“Team Seven,” the debut novel from Iowa Writers’ Workshop graduate Marcus Burke, is the story of Andre Battel, a young African-American man coming of age in Milton, Mass., a small town just south of Boston. Beginning when Andre is 8 and concluding when he is in high school, the novel occasionally alternates in perspective, including chapters from his mother’s and father’s perspective, resulting in a rich, multilayered story of Andre, his family, and his entire neighborhood community.
Even so, the voice that really shines is Andre’s: at once filled with love, swagger and fear. Andre is a gifted basketball player (“Basketball’s been the only thing that helps ease up all the pressure that’s been building up inside me. It’s also the only thing I can do right.”) but as he gets older, Andre becomes drawn toward the local street gang and the money to be made selling drugs.
Soon Andre is torn between these two worlds, a conundrum not lost on Reggie, leader of Team Seven: “What are you tryin’a be out there anyway? A hustler or a ballplayer? Instead of trying to be what you ain’t, why don’t you be good at the things that are good to you, and protect that. Everything ain’t for everybody, Andre.”
“Team Seven” reads like a delicate mix between the clean, tight street language of Junot Diaz and the meditative pacing of Paul Enon.
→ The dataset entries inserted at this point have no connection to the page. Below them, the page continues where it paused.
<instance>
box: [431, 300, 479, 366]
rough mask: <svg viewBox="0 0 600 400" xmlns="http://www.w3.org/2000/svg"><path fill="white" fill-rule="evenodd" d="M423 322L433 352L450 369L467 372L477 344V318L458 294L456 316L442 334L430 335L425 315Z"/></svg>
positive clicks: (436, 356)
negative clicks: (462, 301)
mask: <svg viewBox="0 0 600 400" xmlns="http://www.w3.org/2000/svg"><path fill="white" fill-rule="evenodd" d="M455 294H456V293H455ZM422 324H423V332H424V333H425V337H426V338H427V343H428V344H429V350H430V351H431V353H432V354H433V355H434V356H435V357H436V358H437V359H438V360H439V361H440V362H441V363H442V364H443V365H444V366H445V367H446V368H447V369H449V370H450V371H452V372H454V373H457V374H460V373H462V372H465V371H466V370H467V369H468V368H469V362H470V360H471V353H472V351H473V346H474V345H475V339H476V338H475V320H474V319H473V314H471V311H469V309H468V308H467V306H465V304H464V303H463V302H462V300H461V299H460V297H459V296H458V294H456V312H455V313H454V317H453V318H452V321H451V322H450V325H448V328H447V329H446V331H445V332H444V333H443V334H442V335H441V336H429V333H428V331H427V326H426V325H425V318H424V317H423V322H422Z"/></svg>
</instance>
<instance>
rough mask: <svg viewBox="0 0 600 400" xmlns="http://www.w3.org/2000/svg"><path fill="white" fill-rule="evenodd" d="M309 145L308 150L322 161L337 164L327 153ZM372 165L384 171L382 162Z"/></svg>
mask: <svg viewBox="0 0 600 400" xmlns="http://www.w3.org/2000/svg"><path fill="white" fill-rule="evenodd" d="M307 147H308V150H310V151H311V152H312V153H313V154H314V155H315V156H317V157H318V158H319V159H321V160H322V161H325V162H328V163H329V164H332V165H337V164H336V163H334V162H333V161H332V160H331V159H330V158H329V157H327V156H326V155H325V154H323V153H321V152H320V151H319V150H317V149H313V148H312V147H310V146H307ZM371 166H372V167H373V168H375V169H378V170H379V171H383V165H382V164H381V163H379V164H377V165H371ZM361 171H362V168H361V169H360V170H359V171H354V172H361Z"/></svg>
This odd pairing works beautifully throughout most of the novel, as Andre falls in love, is disappointed by his father, and, in a heartbreaking scene, meets his half-brother for the first time.
I say “most” because in the final 50 pages Burke brilliantly shifts to a fast-paced, climatic story of gang violence that, given the meditative, internal focus of the rest of the novel, is sudden and out of place — mimicking life itself.